Published on Jan 1, 2017in Advances in Experimental Medicine and Biology2.126
· DOI :10.1007/978-3-319-64371-7_5
Tuberculosis is caused by different groups of bacteria belonging to the Mycobacterium tuberculosis complex (MTBC). The combined action of human factors, environmental conditions and bacterial virulence determine the extent and form of human disease. MTBC virulence is a composite of different clinical phenotypes such as transmission rate and disease severity among others. Clinical phenotypes are also influenced by cellular and immunological phenotypes. MTBC phenotypes are determined by the genotype, therefore finding genotypes responsible for clinical phenotypes would allow discovering MTBC virulence factors.

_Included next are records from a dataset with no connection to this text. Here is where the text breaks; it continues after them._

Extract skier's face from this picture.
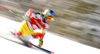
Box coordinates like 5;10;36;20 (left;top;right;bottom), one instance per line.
45;19;50;24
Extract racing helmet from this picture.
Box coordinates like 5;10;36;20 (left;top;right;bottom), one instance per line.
43;9;55;21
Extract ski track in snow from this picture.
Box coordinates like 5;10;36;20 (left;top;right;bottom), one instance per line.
0;16;100;54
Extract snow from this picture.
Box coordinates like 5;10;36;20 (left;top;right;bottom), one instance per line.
0;16;100;54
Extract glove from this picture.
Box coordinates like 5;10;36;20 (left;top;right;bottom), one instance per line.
38;40;43;47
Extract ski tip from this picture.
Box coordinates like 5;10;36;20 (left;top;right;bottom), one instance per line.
50;52;54;54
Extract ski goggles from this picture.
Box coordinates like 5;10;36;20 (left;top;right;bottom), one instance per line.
43;15;54;21
47;16;54;21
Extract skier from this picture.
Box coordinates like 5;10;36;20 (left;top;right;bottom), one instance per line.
13;9;55;47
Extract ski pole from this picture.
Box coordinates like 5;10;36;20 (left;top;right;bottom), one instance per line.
0;5;25;19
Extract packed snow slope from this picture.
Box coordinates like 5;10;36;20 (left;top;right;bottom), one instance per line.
0;16;100;54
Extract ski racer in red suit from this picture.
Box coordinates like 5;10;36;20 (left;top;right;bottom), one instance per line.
13;9;55;47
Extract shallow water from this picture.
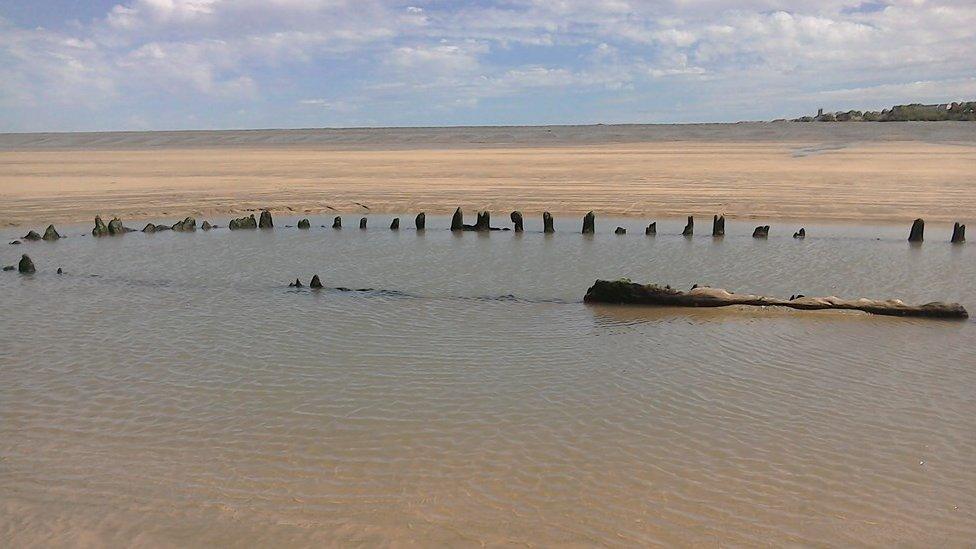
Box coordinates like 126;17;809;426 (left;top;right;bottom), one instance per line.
0;215;976;547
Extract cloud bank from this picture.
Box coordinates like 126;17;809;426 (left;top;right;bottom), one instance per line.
0;0;976;131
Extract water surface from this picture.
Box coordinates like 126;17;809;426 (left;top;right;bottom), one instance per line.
0;215;976;547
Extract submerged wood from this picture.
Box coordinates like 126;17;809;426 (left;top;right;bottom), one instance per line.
41;225;60;242
451;208;508;232
17;254;35;274
451;206;464;231
948;223;966;244
170;217;197;232
509;210;523;233
583;212;596;234
583;279;969;318
908;218;925;242
92;215;133;236
712;215;725;236
229;214;258;231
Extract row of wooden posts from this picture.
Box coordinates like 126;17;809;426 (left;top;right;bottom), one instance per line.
318;208;966;244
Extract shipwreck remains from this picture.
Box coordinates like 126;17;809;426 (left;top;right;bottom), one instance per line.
712;215;725;236
948;222;966;244
583;279;969;319
583;211;596;234
229;214;258;231
908;218;925;242
510;210;524;233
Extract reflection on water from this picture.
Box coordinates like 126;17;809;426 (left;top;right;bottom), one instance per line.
0;216;976;546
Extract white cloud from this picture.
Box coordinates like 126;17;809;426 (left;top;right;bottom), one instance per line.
0;0;976;129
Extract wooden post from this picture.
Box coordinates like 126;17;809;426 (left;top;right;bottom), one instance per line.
908;218;925;242
583;212;596;234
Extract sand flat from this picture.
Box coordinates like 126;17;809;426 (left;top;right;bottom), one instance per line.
0;125;976;225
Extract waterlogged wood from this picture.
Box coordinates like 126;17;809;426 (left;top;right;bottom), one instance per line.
583;279;969;318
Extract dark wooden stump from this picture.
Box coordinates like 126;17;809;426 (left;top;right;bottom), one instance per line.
511;210;522;233
451;206;464;231
712;215;725;236
583;212;596;234
908;218;925;242
950;223;966;244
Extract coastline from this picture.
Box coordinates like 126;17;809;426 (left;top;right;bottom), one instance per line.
0;127;976;226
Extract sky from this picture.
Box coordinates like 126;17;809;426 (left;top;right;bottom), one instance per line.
0;0;976;132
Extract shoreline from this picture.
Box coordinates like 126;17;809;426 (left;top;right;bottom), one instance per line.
0;139;976;227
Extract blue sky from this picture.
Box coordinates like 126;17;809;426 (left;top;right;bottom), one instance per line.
0;0;976;131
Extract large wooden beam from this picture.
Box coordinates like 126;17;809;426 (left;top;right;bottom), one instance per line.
583;279;969;318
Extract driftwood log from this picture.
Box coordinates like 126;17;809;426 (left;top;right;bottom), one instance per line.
583;279;969;318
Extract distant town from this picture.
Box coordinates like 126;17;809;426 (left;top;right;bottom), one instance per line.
793;101;976;122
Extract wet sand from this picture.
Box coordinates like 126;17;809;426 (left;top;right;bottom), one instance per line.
0;123;976;225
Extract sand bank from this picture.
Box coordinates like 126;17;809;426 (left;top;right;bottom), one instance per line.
0;124;976;225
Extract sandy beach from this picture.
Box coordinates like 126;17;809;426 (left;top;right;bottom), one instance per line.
0;124;976;226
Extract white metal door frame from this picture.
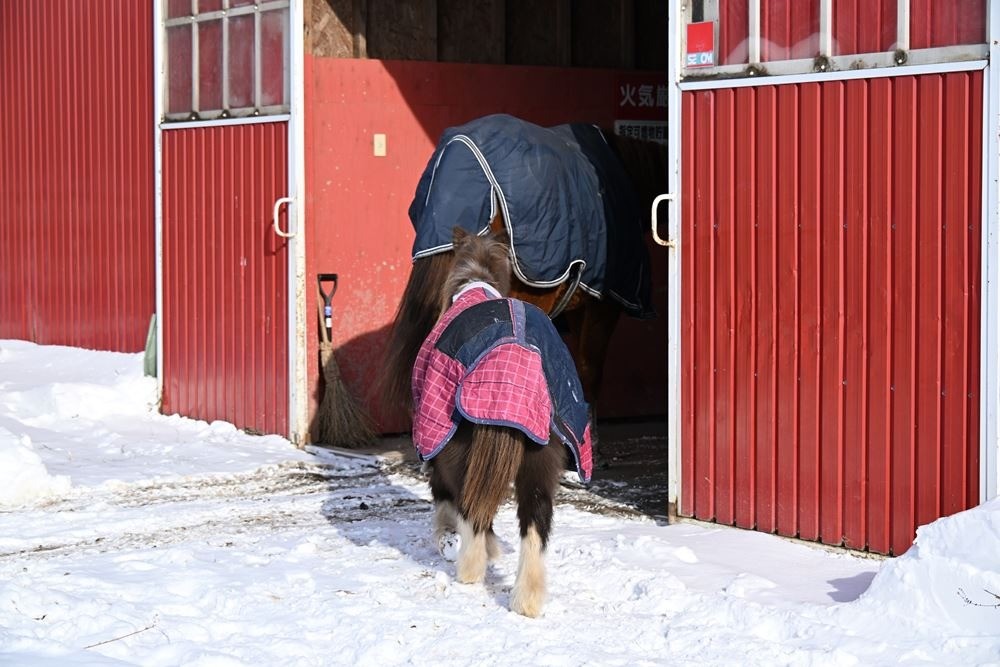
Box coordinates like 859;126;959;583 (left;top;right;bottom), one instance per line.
151;0;309;446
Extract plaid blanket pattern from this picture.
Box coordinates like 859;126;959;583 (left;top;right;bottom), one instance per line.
412;287;592;481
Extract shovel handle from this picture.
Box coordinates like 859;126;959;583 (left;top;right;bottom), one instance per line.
316;273;338;336
316;273;338;308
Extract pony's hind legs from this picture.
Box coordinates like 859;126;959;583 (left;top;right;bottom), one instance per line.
510;440;566;618
455;516;489;584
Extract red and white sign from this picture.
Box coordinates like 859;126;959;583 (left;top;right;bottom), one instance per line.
684;21;715;67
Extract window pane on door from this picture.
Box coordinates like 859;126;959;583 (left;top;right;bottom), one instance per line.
719;0;750;65
164;0;291;121
760;0;819;61
198;21;223;111
167;25;192;113
229;14;254;108
167;0;191;19
910;0;986;49
832;0;899;56
260;11;288;107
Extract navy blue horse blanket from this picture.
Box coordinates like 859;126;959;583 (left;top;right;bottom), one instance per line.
409;114;654;318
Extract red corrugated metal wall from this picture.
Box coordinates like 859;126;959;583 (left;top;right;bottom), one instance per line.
680;72;983;553
162;123;288;435
0;0;155;352
719;0;986;65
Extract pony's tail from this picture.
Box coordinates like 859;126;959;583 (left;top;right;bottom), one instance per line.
375;253;453;416
460;424;524;533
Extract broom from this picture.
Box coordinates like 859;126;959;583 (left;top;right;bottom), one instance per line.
313;273;375;448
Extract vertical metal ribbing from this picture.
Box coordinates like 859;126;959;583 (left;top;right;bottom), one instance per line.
747;0;760;65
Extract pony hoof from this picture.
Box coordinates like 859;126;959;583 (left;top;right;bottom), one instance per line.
510;591;543;618
438;531;462;563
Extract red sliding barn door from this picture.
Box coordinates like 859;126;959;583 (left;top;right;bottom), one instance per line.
163;122;289;435
680;71;983;553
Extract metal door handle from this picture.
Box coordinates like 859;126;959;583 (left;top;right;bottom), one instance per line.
649;192;677;248
272;197;295;239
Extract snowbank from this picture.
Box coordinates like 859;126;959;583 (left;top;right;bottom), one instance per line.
0;427;70;508
859;498;1000;650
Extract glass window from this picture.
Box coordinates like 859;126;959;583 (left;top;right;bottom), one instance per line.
682;0;988;77
164;0;289;121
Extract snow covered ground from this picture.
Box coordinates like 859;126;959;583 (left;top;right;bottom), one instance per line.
0;341;1000;667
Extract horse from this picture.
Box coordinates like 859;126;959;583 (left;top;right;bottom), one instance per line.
412;227;592;617
377;116;668;434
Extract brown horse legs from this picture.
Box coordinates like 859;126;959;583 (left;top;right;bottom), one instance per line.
510;438;566;617
565;298;621;407
430;422;566;617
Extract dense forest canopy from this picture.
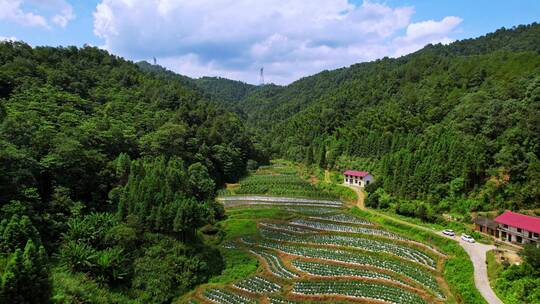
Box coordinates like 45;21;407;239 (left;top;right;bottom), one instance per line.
0;42;264;303
208;24;540;215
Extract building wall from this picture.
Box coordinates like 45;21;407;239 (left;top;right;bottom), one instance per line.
498;224;540;245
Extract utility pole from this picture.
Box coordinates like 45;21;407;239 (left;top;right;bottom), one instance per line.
259;67;264;86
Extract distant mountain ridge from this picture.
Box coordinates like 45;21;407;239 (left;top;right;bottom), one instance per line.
194;23;540;214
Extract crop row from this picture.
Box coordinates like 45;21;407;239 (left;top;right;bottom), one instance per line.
258;241;443;297
293;281;427;304
310;213;373;226
286;206;340;216
203;288;258;304
259;223;315;234
218;195;343;206
223;201;341;210
292;260;410;285
290;219;405;240
260;228;435;268
234;276;281;294
268;297;300;304
250;248;298;279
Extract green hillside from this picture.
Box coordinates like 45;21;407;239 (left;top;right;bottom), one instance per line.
218;24;540;220
0;42;264;303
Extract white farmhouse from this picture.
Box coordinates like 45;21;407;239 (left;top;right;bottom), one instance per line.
343;170;373;188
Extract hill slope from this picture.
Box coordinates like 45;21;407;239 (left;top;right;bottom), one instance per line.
0;42;266;303
217;24;540;217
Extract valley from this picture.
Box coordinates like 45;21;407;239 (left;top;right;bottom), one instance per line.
180;162;479;304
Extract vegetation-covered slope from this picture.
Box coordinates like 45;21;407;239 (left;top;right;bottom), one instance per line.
219;24;540;220
0;42;266;303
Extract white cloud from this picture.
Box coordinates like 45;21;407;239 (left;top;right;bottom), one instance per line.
0;36;17;42
52;6;75;28
0;0;75;29
0;0;48;27
94;0;461;83
394;16;463;56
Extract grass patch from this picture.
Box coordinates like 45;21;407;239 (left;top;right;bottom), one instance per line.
209;249;259;284
219;219;257;240
486;250;504;288
52;267;137;304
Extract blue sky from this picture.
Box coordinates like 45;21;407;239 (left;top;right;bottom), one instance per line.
0;0;540;84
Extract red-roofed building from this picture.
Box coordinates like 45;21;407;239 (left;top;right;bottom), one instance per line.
343;170;373;187
495;211;540;246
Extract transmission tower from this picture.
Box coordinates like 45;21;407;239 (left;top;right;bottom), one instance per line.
259;68;264;85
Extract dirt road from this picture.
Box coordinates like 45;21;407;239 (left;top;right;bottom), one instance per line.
348;186;503;304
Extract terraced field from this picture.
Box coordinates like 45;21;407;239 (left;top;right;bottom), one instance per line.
187;167;448;304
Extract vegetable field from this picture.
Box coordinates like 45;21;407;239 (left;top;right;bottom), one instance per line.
186;167;449;304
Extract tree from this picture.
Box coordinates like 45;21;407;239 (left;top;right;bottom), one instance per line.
188;163;215;200
0;240;52;304
0;215;41;253
520;244;540;274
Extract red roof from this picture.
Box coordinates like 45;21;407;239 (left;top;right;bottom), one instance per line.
343;170;369;177
495;211;540;233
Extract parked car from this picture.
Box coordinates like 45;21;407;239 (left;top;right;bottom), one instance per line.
461;234;474;243
443;229;456;236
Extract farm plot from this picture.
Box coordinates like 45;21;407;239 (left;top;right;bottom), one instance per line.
250;248;298;279
233;276;282;294
260;226;435;269
259;223;316;234
309;213;373;226
293;281;427;304
188;167;446;304
253;240;444;298
203;288;259;304
292;260;411;286
268;297;300;304
290;218;406;240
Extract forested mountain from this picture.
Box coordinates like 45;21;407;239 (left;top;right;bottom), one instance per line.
0;42;264;303
220;24;540;220
195;77;257;102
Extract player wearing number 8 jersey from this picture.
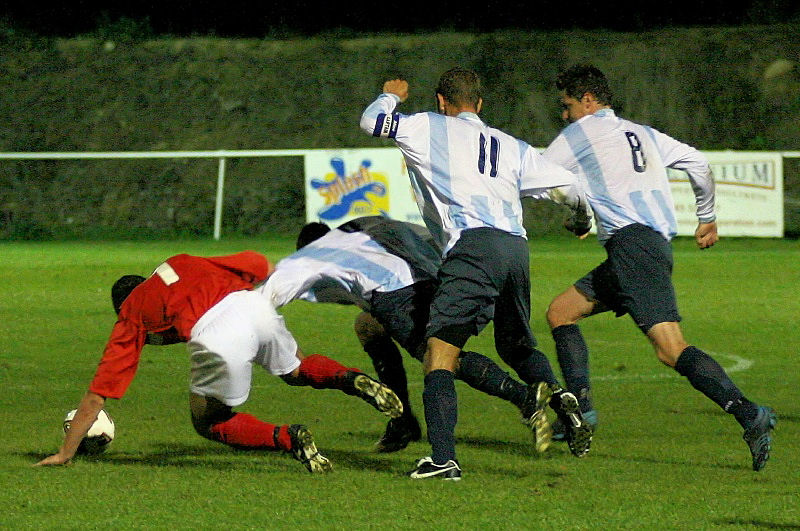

Different MTBC strains display different cellular and clinical phenotypes. Strains from Lineage 5 and Lineage 6 are metabolically different, grow slower, and are less virulent. Also, at least certain groups of Lineage 2 and Lineage 4 strains are more virulent in terms of disease severity and human-to-human transmission. Because phenotypic differences are ultimately caused by genotypic differences, different genomic loci have been related to various cellular and clinical phenotypes. However, defining the impact of specific bacterial genomic loci on virulence when other bacterial determinants, human and environmental factors are also impacting the phenotype would contribute to a better knowledge of tuberculosis virulence and ultimately benefit tuberculosis control.